La stessa legge fu applicata nelle elezioni del 2008 (vittoria larga del centro-destra) e del 2013 (passaggio dal
bipolarismo al tripolarismo con l’esplosione del fenomeno 5 stelle).
***
L’Italicum. In questa legislatura si è tornati a metter mano alla legge elettorale con l’approvazione dell’Italicum
che però vale solo per la Camera dei Deputati ed è soggetta al vaglio della corte Costituzionale che renderà noto
il proprio verdetto il 24 gennaio 2017.

Quasi tutti gli osservatori ritengono probabile che la Corte Costituzionale dichiarerà inammissibili il premio di
maggioranza, il ballottaggio e le candidature bloccate dei capilista.

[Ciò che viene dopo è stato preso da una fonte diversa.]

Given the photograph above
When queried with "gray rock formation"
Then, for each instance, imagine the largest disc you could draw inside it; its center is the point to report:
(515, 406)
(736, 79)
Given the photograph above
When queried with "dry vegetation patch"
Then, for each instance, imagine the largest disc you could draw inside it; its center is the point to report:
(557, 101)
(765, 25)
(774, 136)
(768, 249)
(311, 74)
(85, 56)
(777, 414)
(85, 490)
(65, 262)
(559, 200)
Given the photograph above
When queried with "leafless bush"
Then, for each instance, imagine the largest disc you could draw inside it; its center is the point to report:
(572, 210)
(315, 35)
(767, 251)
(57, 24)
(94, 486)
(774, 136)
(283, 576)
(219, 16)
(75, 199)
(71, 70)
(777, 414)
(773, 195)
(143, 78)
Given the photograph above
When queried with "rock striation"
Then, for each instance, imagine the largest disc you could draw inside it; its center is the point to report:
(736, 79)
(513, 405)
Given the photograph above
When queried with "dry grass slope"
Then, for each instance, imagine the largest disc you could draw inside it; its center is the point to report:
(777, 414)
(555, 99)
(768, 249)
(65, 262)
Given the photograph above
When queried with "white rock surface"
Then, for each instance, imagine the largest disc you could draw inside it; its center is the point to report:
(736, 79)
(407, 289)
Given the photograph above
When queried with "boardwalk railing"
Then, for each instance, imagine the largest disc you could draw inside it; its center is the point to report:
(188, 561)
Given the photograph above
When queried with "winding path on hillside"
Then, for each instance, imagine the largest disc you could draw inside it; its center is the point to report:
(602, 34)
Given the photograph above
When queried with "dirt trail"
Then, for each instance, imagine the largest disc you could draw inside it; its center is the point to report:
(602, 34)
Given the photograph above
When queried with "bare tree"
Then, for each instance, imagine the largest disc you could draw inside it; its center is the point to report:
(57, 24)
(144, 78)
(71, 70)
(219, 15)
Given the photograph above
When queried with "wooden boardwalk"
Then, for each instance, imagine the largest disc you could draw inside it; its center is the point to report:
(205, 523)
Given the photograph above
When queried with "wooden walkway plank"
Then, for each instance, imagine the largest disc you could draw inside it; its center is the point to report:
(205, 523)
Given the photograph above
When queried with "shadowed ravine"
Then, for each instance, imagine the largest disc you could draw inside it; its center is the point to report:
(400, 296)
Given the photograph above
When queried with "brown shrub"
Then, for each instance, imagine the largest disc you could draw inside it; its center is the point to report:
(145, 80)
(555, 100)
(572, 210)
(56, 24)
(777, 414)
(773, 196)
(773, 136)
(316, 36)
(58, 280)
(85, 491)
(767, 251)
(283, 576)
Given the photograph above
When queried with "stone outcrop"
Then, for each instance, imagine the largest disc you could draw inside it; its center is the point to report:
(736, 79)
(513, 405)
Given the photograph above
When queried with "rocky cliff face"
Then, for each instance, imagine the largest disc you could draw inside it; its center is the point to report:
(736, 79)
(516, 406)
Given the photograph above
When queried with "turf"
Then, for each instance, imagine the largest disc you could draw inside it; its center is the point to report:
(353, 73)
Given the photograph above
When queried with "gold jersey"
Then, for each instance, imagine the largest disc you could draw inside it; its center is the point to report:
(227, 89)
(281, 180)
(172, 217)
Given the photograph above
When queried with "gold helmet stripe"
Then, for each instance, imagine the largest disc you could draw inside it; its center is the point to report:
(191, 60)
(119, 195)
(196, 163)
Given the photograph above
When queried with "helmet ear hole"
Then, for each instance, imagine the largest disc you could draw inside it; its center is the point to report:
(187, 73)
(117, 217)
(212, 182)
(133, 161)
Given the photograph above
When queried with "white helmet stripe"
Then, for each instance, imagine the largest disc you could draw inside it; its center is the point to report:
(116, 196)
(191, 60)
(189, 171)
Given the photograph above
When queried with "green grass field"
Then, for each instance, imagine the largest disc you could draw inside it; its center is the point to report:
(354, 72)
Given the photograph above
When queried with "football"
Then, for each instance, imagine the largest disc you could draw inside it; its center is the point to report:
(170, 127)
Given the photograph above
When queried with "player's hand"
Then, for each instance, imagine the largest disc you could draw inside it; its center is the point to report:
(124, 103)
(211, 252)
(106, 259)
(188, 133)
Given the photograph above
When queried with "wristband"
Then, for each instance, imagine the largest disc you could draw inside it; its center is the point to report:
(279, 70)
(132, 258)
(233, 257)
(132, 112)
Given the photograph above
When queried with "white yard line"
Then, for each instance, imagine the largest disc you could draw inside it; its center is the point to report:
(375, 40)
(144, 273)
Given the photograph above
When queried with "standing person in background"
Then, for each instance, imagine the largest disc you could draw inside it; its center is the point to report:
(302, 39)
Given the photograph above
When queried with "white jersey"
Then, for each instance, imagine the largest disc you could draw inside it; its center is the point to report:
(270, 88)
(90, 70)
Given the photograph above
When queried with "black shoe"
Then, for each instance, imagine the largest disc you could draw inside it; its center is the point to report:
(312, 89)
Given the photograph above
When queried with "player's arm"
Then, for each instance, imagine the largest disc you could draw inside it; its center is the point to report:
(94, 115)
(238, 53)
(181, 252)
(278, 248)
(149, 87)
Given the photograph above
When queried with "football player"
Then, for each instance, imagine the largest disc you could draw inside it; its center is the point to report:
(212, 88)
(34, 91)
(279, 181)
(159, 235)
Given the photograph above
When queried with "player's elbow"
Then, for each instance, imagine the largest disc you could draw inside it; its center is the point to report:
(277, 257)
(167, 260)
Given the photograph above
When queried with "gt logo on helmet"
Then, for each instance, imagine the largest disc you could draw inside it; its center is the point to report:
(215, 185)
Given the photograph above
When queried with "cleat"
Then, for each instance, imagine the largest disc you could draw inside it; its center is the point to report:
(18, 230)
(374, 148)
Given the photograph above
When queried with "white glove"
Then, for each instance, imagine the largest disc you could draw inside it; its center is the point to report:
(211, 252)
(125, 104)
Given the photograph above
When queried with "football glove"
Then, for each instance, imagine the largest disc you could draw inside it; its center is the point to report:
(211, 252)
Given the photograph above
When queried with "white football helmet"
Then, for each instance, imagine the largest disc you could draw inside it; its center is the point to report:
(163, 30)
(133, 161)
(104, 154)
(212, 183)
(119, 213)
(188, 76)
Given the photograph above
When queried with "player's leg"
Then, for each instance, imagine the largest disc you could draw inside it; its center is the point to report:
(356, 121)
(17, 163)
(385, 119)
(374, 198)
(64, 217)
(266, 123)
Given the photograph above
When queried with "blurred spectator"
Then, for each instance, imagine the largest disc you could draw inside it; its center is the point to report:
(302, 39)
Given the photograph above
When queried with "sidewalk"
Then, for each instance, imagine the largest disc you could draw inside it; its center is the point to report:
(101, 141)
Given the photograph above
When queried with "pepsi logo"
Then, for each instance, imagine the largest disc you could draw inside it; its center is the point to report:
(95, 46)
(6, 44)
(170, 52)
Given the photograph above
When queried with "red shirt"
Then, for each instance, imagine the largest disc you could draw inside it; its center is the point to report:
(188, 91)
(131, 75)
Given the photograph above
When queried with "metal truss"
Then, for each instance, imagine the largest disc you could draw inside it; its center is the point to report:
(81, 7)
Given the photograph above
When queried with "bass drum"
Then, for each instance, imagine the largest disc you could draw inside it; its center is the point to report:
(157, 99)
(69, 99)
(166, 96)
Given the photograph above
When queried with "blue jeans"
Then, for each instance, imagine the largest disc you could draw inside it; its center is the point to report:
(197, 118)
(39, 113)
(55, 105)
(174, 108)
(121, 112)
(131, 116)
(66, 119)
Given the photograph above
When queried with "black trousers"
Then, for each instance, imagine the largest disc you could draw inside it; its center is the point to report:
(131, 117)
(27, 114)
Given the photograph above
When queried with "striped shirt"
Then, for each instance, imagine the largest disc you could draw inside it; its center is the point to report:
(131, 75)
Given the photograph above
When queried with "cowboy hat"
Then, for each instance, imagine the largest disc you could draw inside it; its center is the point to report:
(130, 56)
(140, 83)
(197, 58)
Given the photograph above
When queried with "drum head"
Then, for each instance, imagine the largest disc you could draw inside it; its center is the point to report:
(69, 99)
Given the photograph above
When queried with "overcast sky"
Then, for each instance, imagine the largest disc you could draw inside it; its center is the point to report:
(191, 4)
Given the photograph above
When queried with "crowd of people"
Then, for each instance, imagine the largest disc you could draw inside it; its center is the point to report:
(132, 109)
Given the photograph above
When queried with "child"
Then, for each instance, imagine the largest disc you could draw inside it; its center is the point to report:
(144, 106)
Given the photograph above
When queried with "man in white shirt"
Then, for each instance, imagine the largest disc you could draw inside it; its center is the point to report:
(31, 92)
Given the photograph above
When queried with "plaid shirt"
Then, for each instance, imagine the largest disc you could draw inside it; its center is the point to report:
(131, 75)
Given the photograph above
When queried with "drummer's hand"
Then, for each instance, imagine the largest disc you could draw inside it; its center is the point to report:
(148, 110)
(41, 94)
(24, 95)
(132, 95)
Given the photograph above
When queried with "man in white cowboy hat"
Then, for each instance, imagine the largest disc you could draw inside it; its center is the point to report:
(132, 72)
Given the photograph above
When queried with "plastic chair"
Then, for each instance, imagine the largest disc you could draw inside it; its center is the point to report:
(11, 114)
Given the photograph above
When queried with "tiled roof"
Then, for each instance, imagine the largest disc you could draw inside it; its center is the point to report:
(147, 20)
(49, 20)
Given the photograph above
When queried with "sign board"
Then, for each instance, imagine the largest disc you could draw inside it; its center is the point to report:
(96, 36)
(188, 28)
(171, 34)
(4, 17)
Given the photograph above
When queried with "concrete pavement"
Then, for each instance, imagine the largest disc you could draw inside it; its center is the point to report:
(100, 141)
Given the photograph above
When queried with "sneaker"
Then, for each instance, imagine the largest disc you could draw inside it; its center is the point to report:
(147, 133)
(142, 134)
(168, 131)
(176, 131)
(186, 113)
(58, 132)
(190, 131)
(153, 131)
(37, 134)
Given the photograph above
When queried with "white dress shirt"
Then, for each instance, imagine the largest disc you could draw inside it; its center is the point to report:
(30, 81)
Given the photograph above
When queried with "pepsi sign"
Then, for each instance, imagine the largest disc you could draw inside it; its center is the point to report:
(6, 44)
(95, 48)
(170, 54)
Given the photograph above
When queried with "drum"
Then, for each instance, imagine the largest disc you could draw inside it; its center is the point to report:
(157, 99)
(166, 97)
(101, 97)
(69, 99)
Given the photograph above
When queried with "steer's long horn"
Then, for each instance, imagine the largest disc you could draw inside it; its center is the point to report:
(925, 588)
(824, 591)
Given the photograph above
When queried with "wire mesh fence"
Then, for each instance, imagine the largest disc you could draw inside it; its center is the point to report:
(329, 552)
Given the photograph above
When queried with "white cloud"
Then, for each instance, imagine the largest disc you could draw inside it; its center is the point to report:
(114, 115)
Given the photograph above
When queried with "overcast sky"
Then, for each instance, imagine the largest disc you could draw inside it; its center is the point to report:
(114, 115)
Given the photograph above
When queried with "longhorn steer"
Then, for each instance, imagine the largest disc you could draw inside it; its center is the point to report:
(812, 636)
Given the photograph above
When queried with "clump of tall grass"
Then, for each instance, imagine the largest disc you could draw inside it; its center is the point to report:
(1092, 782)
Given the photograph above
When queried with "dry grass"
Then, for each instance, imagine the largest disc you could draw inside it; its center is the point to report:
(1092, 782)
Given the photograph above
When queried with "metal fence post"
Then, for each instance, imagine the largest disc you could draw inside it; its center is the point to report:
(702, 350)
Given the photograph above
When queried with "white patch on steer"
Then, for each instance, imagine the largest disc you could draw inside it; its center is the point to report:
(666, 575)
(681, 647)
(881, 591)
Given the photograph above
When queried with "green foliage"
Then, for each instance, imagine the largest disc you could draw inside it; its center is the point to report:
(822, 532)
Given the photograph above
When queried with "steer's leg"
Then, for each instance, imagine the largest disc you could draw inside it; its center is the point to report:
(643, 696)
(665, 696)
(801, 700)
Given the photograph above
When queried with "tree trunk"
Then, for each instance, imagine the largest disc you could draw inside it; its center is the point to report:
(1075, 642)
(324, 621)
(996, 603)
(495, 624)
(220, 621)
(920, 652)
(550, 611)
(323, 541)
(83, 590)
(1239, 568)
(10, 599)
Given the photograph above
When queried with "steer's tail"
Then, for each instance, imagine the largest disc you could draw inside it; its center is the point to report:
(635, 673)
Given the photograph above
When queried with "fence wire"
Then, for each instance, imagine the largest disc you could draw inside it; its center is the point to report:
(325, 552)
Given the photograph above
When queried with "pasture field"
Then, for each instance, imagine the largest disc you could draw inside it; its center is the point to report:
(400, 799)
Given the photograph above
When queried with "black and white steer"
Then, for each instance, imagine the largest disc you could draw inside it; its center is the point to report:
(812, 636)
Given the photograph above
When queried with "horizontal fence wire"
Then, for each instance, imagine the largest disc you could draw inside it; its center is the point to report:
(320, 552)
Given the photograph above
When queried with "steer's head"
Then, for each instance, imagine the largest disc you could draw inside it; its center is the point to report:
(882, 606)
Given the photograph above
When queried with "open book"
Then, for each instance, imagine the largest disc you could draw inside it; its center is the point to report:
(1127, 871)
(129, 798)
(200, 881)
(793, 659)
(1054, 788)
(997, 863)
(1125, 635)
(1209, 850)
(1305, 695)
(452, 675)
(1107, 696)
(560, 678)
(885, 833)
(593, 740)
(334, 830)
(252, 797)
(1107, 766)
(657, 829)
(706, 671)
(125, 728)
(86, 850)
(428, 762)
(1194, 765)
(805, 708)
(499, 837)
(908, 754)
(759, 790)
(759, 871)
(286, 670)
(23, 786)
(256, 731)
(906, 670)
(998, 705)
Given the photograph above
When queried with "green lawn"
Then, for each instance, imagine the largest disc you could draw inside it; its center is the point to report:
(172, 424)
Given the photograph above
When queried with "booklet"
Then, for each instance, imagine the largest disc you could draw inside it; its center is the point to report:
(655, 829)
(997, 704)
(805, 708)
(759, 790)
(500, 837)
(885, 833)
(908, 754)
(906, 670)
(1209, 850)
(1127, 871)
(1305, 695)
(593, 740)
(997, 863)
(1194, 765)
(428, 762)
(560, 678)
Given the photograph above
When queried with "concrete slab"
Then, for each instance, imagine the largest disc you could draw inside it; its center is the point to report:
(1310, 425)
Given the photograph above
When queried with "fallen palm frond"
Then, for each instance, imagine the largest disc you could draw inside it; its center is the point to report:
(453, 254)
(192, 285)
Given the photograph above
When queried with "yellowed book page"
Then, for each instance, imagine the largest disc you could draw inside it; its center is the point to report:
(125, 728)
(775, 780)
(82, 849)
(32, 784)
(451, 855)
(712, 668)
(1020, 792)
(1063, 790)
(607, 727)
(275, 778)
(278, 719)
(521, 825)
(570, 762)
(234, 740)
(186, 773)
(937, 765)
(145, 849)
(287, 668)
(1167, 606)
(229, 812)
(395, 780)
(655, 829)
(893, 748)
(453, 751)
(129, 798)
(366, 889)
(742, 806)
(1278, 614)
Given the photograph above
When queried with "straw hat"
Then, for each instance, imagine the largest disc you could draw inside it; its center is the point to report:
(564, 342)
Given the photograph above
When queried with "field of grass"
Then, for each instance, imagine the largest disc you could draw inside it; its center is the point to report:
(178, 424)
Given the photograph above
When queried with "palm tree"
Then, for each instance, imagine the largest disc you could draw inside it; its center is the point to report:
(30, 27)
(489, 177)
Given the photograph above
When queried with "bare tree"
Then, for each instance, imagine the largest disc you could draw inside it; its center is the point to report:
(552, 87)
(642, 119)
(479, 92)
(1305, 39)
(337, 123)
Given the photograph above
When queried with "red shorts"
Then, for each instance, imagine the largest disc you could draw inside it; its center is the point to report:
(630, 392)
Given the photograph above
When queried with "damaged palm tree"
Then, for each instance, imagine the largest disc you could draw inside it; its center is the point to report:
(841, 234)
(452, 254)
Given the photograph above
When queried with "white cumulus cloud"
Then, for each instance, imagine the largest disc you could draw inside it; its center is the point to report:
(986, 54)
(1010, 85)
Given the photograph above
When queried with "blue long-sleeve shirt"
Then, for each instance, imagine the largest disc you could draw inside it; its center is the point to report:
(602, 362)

In questo modo la consulta ridisegnerà un sistema elettorale sostanzialmente proporzionale con uno sbarramento al
3%.

Vi è chi ritiene che con queste sentenze definite autoapplicanti si possa andare a votare perché in pratica si
svincolano i partiti dal costruire delle alleanze o dei cartelli elettorali prima del voto.

Rimarrebbe però irrisolto il problema della difformità degli sbarramenti tra camera e Senato: a Montecitorio, come
detto, ve n’è uno al 3%, a Palazzo Madama è fissato all’8%.
Ecco, allora,che è necessario un intervento del Parlamento che armonizzi le due legislazioni.
***
Conclusioni per forza provvisorie. Si torna a quello che abbiamo definito all’inizio “il nodo di fondo”:
• vogliamo costruire un sistema elettorale che fotografi l’esistente e che rinvii al dopo voto la costruzione delle
maggioranze parlamentari o vogliamo un sistema elettorale che attribuisca all’elettore anche la facoltà di indicare
da chi vuol esser governato?

• Vogliamo, in sostanza, governi dalla vita breve od esecutivi che si reggano in piedi per una legislatura e poi
vengan giudicati al momento del voto?

• I populisti che ogni giorno c’impartiscono non richieste lezioni di democrazia e ci richiamano continuamente al
rispetto quasi sacrale della volontà popolare,soprattutto quando questa conferma i loro deisiderata, vogliono
davvero passare da un assetto istituzionale che sostanzialmente affidava al popolo l’elezione del governo ad uno
che invece l’affida completamente alle trattative tra i gruppi parlamentari?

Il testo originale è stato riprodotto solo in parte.